Candor is about being honest, with a twist. It comes from a position of being sincere. Often times it involves caring about someone else or an issue.
Candor goes by a few other names as well. “Telling you how it is”, “giving the hard facts” or “not sugar coating it.” Whatever the name, I’ve found that being candid is hard. It’s hard to look someone in the eye and tell them something they might not want to hear.
It takes courage. It’s far easier to say nothing or tell a little white lie in hopes of protecting someone’s feelings. But, when it comes from a place of caring, when I want to help the other person, the truth IS the only option. Telling a lie may help me, but it won’t help them.
The opportunity to be candid, often centers around some piece of feedback. Someone might say, “Did you read my essay? What did you think?” or “How did I do on that presentation?”. These are opportunities to compliment and a chance to suggest areas for improvement.

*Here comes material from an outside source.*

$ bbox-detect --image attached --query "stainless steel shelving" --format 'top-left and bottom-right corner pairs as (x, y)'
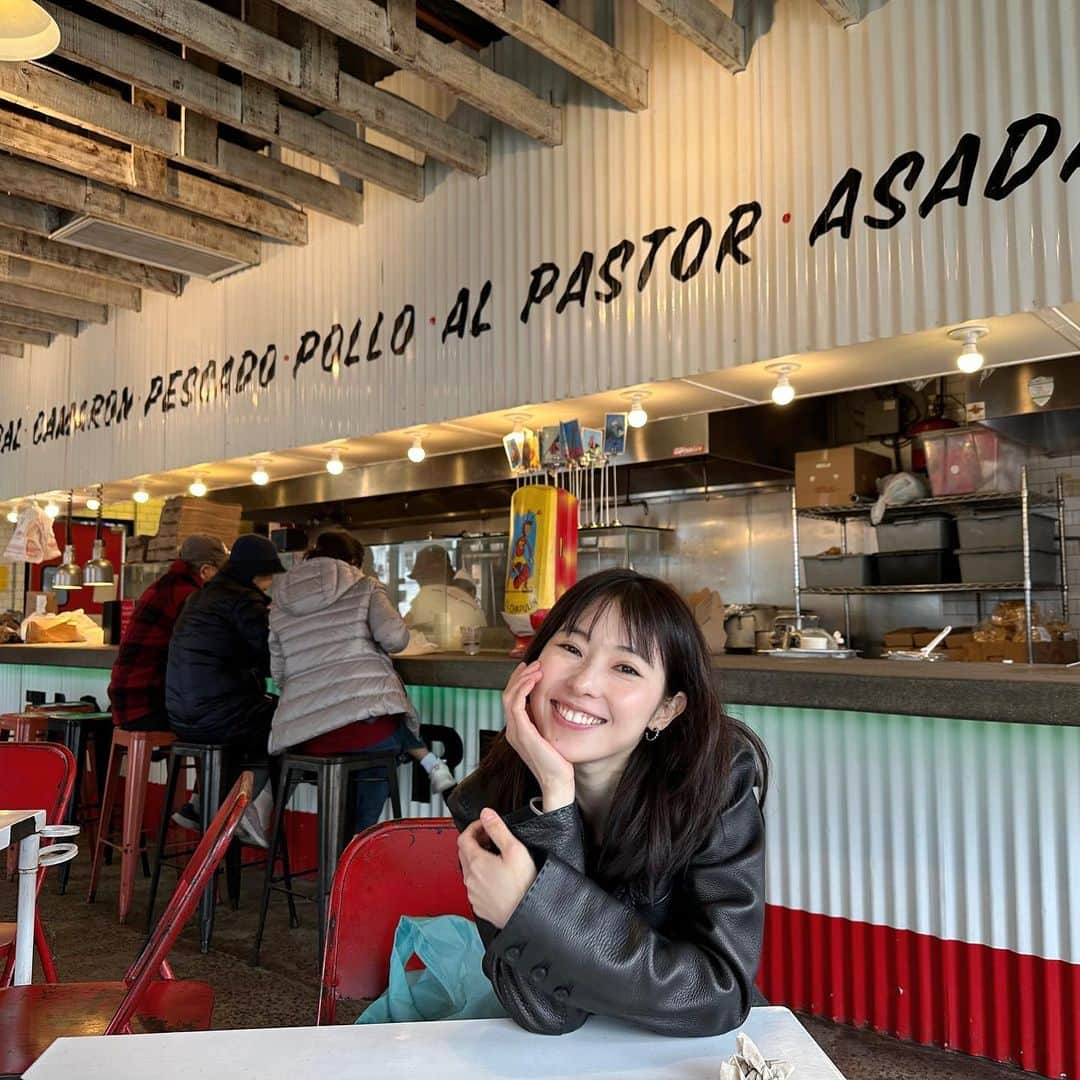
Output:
(792, 465), (1069, 663)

It would feel good if all I ever heard were compliments. But, if that was the case, I would never get better at the things I care about.

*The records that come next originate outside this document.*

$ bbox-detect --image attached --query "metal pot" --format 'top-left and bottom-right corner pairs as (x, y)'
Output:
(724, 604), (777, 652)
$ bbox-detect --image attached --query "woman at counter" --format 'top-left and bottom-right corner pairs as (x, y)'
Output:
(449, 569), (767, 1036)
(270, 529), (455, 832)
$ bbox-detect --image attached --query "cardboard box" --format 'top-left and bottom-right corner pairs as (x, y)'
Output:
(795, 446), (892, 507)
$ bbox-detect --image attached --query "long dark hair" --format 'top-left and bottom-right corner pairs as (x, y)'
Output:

It can be hard to hear the truth, but every piece of feedback I’ve ever gotten has helped me get better in some way.
When someone makes a suggestion for improvement, the natural reaction is to be defensive. I’ve responded this way more times than I care to count. I had what Dr. Heidi Grant calls a ‘be good’ mindset. In this state I want to prove my skills and show how I stack up against others. In this mindset, any form of constructive criticism puts me on the defensive.
When I’m defensive, I can’t see the truth in what someone is trying to tell me. I shut down. I feel like they are attacking me personally. When, in reality, they are trying to help.
As the good Dr. points out, a ‘get better’ mindset can change everything. With this mindset, it’s about improving skills, not proving them. I forget about measuring myself against others. The only comparison that matters is how I measure up to myself? Am I improving from one day to the next or not?
Whenever I’ve had this mindset I’ve been open to feedback. I also found I take action on the suggestions sooner. The result is always a good one. I improve on what it is I’m doing. I get better, faster.
6 years of practice
I had a unique opportunity to practice giving feedback and being candid. As a City Councilman for 6 years, it was my job.
In a way, the entire job was about telling the community what I thought. There are two ways to do this. The first is by voicing specific concerns or compliments. The second is by voting yes or no.
The coward’s approach would be to vote without voicing a question or concern beforehand. It can hard to take a stand on issues when you’re out in the open. But being silent wouldn’t be helping anyone but me. Sharing my thoughts allows others to respond, offer more feedback and creates discussion.
It’s impossible to make everyone happy in roles like this. But that’s not the job. The courage to voice an opinion is the same courage it takes to give candid feedback to a friend or employee.
This should all sound very logical. Yet, most people avoid being candid. It’s why when I come across someone that is, they stand out. They are that lighthouse on a shore of lies.
Act like a coach
Coaches are great at giving feedback.
Back in high school, our Varsity soccer coach would always yell the same thing. Receive the ball, turn and then move down field. Sounds simple, but everyone loved to receive the ball and start running immediately. They forgot the deliberate turn and pause.
When he saw someone do this in practice, or a game, the feedback was immediate. It was also very specific, it was about the turn. And it was feedback that would help the player and the team perform better. And guess what, we did. Every player improved day-in and day-out.
At work, it’s no different. When I do something well or screw something up, I need to know right away. Of course, I don’t always like it, but I need to know it. If I don’t, I can’t improve.
It’s rare to find coaches at work. One thing I should have done more of, is sought out feedback from peers and managers. It’s my responsibility to get better, no one else’s. If I need coaching I need to find it.
When I do find someone to give feedback I try to remind myself that it’s a gift. If I get defensive, people will stop telling me what they think.
And this is a gift I can give others. To make it worthwhile it needs to be immediate, specific and come from a place of caring. Just like a coach.